Posted onOctober 9, 2017
Abu Dhabi, UAE
Challenges and Redesign Requirements Drilling High Angle Surface Holes in Giant Offshore Oilfield
|Publisher:||Society of Petroleum Engineers|
|Content Type:||Conference Paper|
|Authors:||James Ryan(ZADCO Petroleum Co)| Morten Grini (ZADCO Petroleum Co)| Hamad Al Junaibi (ZADCO Petroleum Co)| Yousef Al Katheeri (ZADCO Petroleum Co)| Henry Ewart Edwards (ZADCO Petroleum Co)| Tim Day (Schlumberger)| Kumaran Chandran (Schlumberger)| Kent Espeland (Tercel Oilfield)| Hakim Rachi (Schlumberger)|
|Source:||Abu Dhabi International Petroleum Exhibition and Conference, 10-13 November, Abu Dhabi, UAE|
|Copyright:||2014. Society of Petroleum Engineers|
|Disciplines:||1.2.3 Torque/Drag Modeling, BHA Performance Prediction, 1.4.2 Drilling Fluids, Handling, Processing and Treatment, 1.4 Drilling Equipment and Operations|
The island development strategy of the giant offshore oilfield requires the use of extended reach drilling (ERD) design wells.
Compared to the typical wells drilled from the wellhead towers in the same field, higher inclinations are required in both the surface hole and intermediate hole to facilitate drilling three dimensional wells of more than 35,000 ft. While the challenges of drilling the intermediate hole at higher angles had been identified early on due to field experience, the challenges leading to stuck pipe events encountered in the surface hole were not anticipated due to limited experience drilling high angle surface holes in the region.

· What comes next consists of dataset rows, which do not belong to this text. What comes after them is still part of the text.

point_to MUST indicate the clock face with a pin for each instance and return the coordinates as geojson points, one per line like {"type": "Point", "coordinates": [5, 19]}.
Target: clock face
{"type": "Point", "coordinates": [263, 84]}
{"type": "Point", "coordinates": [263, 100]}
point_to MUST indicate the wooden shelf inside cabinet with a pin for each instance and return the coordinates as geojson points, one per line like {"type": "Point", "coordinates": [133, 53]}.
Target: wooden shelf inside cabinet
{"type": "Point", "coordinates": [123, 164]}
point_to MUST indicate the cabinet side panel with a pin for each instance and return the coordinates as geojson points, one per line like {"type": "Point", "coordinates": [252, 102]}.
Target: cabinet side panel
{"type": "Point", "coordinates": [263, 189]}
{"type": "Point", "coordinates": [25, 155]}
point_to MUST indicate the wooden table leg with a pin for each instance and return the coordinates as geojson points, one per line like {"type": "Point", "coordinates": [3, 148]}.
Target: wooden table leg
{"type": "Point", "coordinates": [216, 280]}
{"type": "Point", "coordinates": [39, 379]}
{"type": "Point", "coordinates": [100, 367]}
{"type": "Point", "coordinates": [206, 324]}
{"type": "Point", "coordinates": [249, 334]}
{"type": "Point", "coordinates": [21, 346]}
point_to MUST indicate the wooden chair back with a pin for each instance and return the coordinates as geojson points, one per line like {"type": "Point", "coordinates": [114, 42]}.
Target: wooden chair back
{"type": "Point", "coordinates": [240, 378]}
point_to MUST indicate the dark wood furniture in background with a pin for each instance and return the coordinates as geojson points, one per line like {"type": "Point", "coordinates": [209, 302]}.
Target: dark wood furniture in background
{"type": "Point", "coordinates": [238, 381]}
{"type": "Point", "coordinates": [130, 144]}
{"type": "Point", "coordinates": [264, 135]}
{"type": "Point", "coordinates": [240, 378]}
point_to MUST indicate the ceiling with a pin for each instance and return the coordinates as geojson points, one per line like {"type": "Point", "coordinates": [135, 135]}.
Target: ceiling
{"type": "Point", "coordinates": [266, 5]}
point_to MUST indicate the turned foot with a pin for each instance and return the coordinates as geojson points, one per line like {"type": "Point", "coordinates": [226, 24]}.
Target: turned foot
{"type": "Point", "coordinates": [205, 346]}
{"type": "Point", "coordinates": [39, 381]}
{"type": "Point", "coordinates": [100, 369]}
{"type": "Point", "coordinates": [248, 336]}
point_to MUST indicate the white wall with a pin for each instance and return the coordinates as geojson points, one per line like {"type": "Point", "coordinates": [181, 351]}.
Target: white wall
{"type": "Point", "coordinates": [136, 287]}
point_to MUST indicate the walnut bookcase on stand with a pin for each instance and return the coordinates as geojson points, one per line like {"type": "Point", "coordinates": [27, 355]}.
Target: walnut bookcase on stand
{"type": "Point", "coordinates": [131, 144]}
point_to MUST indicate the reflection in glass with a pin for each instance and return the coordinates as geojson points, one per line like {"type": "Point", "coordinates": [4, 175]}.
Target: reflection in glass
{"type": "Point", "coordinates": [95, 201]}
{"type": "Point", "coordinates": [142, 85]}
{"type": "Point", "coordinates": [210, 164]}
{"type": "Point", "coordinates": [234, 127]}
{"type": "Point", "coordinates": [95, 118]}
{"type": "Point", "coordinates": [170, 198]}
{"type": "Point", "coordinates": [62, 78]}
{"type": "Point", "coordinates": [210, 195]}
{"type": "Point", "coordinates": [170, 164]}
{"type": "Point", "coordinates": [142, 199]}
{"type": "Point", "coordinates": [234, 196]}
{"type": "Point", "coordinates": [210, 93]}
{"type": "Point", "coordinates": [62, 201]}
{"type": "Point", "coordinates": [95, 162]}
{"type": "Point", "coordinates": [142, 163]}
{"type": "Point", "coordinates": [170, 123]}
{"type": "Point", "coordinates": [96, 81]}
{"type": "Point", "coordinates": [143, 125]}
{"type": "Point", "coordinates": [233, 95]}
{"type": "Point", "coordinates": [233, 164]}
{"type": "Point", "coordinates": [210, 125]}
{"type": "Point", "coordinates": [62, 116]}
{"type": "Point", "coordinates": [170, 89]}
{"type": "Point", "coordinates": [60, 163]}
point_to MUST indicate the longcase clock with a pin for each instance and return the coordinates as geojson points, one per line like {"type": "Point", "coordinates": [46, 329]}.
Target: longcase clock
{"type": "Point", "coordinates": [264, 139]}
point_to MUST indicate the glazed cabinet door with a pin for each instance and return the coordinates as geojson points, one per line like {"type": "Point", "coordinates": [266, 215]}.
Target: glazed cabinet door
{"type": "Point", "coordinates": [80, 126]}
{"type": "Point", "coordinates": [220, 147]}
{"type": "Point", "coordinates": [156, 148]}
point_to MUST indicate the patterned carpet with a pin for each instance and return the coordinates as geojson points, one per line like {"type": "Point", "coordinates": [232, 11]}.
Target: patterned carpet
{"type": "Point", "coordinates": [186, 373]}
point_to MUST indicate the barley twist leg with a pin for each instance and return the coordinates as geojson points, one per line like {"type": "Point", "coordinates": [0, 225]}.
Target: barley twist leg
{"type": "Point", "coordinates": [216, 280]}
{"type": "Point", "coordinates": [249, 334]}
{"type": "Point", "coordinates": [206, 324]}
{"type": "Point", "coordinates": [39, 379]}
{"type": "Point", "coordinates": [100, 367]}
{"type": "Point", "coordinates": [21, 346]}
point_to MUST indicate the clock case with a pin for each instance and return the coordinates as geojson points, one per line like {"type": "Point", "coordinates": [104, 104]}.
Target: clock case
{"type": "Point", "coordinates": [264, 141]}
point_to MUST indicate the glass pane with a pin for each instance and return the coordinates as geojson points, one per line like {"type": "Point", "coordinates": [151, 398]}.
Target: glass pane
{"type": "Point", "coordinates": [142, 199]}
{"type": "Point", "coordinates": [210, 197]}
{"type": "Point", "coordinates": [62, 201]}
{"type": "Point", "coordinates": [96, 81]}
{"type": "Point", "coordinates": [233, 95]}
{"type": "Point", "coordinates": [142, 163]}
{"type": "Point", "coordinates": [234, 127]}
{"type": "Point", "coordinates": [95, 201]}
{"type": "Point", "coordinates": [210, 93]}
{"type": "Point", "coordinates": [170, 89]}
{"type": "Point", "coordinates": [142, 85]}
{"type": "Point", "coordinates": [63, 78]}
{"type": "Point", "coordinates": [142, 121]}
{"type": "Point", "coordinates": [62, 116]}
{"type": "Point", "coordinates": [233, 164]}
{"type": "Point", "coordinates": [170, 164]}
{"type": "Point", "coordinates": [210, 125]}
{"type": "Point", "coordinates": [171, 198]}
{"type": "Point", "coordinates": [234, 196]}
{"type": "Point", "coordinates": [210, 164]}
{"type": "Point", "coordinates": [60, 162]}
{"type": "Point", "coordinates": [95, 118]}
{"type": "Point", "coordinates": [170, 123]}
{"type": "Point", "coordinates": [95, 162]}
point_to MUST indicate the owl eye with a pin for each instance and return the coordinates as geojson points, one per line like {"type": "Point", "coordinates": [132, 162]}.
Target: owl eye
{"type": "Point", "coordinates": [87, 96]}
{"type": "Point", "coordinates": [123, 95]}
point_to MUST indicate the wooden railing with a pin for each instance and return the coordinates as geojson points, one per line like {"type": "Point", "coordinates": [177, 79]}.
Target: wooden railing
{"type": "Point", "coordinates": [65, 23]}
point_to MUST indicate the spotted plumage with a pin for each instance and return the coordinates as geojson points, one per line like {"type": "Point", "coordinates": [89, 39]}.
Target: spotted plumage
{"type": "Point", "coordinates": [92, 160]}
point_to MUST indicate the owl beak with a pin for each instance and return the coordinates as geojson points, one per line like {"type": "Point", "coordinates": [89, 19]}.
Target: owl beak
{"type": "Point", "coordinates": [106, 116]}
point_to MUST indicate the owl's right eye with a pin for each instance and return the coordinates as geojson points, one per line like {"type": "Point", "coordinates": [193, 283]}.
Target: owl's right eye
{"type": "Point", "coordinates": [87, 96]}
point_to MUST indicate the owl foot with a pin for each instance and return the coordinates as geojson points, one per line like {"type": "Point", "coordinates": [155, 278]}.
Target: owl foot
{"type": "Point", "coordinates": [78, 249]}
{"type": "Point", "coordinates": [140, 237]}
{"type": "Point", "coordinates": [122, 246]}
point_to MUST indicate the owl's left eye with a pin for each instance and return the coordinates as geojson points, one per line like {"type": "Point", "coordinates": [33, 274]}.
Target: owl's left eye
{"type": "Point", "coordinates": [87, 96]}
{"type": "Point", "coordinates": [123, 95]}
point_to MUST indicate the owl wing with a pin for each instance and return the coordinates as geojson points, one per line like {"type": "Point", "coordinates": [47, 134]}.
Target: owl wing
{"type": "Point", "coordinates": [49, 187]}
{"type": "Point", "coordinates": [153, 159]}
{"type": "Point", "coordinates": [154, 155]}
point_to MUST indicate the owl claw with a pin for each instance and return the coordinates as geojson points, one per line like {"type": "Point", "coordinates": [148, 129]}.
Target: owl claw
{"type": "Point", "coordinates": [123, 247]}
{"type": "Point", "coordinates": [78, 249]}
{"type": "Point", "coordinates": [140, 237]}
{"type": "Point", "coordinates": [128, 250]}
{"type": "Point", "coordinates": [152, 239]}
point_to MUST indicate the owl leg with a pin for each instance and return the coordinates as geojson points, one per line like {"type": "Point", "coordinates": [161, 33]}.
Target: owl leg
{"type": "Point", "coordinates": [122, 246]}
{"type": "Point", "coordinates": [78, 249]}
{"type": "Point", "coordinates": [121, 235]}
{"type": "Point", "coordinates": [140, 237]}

Historically total loss of returns has been a common issue in the region when drilling the surface hole.
Typically when drilling from the Jack Ups, the wells are drilled with sea water and high viscosity sweeps once total losses has been encountered. Any potential aquifer flows are diverted overboard. In order to divert the aquifer flows on the newly built Artificial Islands, the fluids must be pumped 200 or more meters to the gulf. Mud cap drilling (drilling with seawater down the drill string with heavy mud in the annulus to control well flows) was implemented to solve the issue of losses and flows on the island.
The early wells with surface holes drilled at high angle experienced stuck pipe while tripping out of the hole after reaching casing point, leading to significant non-productive time (NPT) and risking project objectives and planned designs. A detailed investigation was performed, including running six arm caliper logs to better understand the mechanism for stuck pipe events. After analyzing and understanding the issue, operational practices and bottom hole assembly designs have been changed to reduce the stuck pipe risk, and specially designed stabilizers have been manufactured and used to mitigate stuck pipe events. Geologically, significant data gathering within the overburden sequence to characterize lithological, stratigraphic, and diagenetic heterogeneities, as well as structural discontinuities, has improved understanding of aspect ratio and vertical scale of features being drilled that may have caused the previous hole morphology effects. No stuck pipe events have been experienced to date in the surface hole due to the same effects after implementation of the new equipment designs and improved drilling practices.